Simple POC of adding basic auth protection to google sheets exports (as this is not provided natively). Can be deployed as a cloud function or to be serverless. A slightly better alternative to publishing documents completely open.
Copyright 2020 Mikael Rapp
Licensed under the Apache License, Version 2.0 (the "License"); you may not use this file except in compliance with the License. You may obtain a copy of the License at
http://www.apache.org/licenses/LICENSE-2.0
Unless required by applicable law or agreed to in writing, software distributed under the License is distributed on an "AS IS" BASIS, WITHOUT WARRANTIES OR CONDITIONS OF ANY KIND, either express or implied. See the License for the specific language governing permissions and limitations under the License.
To share an access to a document through this service, there is a double opt-in required. 1 Granting the service access to read the whole document. 2) defining what ranges different (BasicAuth) users should be able to access.
- In the document you want to share; add the service-account email as an (viewer) user; the default service-account email is
google-sheets-proxy@${GCP_PROJECT}.iam.gserviceaccount.com
- Query the endpoint with
?sheetId=........
set to the ID of the google sheet you want to make public under Basic Auth. Provide any BasicAuth Credientials
curl test:test@https://europe-west3-${GCP_PROJECT}.cloudfunctions.net/GoogleSheetProxy?sheedId=............

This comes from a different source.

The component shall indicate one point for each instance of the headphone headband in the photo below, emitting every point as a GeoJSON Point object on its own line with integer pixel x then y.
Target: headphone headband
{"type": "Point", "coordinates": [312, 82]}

- The endpoint will likely return an error
unable to find password-tab: 9a94f6.......ca7087_allowed_logins
; - ensure the tab-name from #4 it exists. The name is unique to each document id; changing the document ID (as with copies) requires a new tab; The tab must contains 3 columns "User", "Password", "Range". Password must be a valid bcrypt password and the Range must be a valid reference (e.g.
Sheet1!A:C
). The service will return the first use/pass match and export the range.
Output format default to JSON but can be changed to csv with an Accept-Content: application/csv
- Header
Not tested for production use; only a proof of concept.
This document is public for demo-purposes but the export would work the same if it was not. As long as the service-account email has acccess to the document it will work. https://docs.google.com/spreadsheets/d/1xUf5-FQBig7eJHjVG0DHdnREltn4bNeTNMxAgtJ6SHs/edit#gid=0
Basic auth protected export are available (controlled by the tab 5a418c78f531a18aca5c4733ec665b93_allowed_logins
in the above document) with users test:test(exposes col A:C) and test2:test(exposes column C:C)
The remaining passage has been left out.